The End of Cargo Culting Startup Accelerators

TLDR; Investor-focused accelerator programs no longer serve founders or investors.

Over the past 6 months, I’ve been hired by two different pre-seed accelerator programs to look at founder outcomes and make recommendations for improvements. In total I talked with 25 founders (growing, pivoting, sustaining and shuttered) and a handful of early stage investors, and I reviewed the current status of portfolio companies going back a decade.

In both, I found the same systematic mismatches between what founders need, what investors want, and what programs actually teach. But, this post isn’t about picking on these specific programs.

Over the years, I’ve been directly involved with a half a dozen accelerator programs and advised nearly 100 early stage founders. All of these programs were modeled off the playbook YCombinator drafted twenty years ago; select 12 promising startup teams, run a 12-week batch, provide mentor networks, teach founders to pitch investors, culminate in Demo Day, hope everyone gets follow on investment. All in exchange for 7% of your company.

Today, similar programs exist in every mid-sized city from Minneapolis to Columbus to Oklahoma City to Mobile to Appleton. Some programs are no equity, some are fully remote, some run 6 months or a year, but they all have the same key characteristics and they’re all investor focused.

But, the seed stage investor appetite has shifted pretty hard since 2022. Investors stopped attending Demo Days and programs have pivoted to “showcase events” open to the general public. More honest for sure, but a quiet admission a core value proposition of the program has evaporated.

“Founders need to talk to customers” & “Founders need to run napkin math.” – Investors that want solid fundamentals.

Founders across these programs were expecting continuous introductions to investors, and in general – they didn’t arrive. Perhaps because the investors still interested seed stage companies are looking for the fundamentals; early revenue, sales velocity, and unit economics – and the program managers knew it was too early.

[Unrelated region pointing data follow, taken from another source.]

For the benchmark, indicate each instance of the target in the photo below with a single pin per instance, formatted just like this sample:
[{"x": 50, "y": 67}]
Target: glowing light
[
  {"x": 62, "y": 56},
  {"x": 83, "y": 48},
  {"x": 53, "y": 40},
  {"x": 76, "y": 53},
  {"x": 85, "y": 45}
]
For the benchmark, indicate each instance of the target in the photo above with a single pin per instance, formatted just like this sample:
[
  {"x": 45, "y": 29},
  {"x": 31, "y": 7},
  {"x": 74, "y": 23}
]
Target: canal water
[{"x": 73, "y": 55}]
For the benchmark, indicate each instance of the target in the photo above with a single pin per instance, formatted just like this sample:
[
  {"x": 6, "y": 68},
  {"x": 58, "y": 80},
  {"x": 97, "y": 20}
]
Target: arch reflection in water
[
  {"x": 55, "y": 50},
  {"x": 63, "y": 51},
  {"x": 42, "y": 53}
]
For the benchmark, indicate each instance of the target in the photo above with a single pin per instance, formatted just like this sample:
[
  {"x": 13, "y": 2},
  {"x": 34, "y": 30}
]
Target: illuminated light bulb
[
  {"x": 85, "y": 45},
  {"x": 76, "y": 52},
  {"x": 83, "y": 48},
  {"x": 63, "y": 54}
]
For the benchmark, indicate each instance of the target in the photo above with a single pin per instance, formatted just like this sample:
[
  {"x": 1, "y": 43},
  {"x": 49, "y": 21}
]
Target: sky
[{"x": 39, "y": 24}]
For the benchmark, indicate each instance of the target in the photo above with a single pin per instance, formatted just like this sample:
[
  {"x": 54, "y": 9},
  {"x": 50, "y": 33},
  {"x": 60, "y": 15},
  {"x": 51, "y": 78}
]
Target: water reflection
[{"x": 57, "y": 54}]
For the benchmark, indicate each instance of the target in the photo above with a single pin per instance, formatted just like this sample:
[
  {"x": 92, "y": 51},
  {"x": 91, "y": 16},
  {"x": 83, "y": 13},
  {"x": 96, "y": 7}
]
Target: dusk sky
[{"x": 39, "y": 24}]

“It took us a year after program to get the company ready for investment.” – One founder still surprised at the gap.

Yet, accelerators are still focused on pitching. I talked with two dozen founders, each winning numerous pitch competitions yet struggling to get a single customer sale.

This last point aligns with the most consistent regret I heard from founders – successful & unsuccessful, “I didn’t talk to enough customers.”

The cause:

  • not knowing how to define their customer,
  • not knowing how to find them once defined, and
  • not knowing how to have a customer discovery conversation with them once they did.

A program that’s focused on the things today’s investors want, would look very different. No Demo Day, no pitching, no mentors. 100% customer pipeline-focused, napkin math-focused, early sales-focused.

Progress on these things will serve founders whether they pursue outside funding or not, and they’ll be a much stronger signal to potential investors in any market.

Cyberstarts.com is a potential model; tightly focused domain (cybersecurity only), pre-existing network of executive buyers (60 CISOs), rolling admissions.

Regional programs have geographic customer advantages in something – manufacturing, agriculture, healthcare, mining, aerospace. Build buyer networks in these domains. Connect founders to the five local mid-size customers they need to build sustainable businesses – and teach them how to develop those long-term, win-win relationships.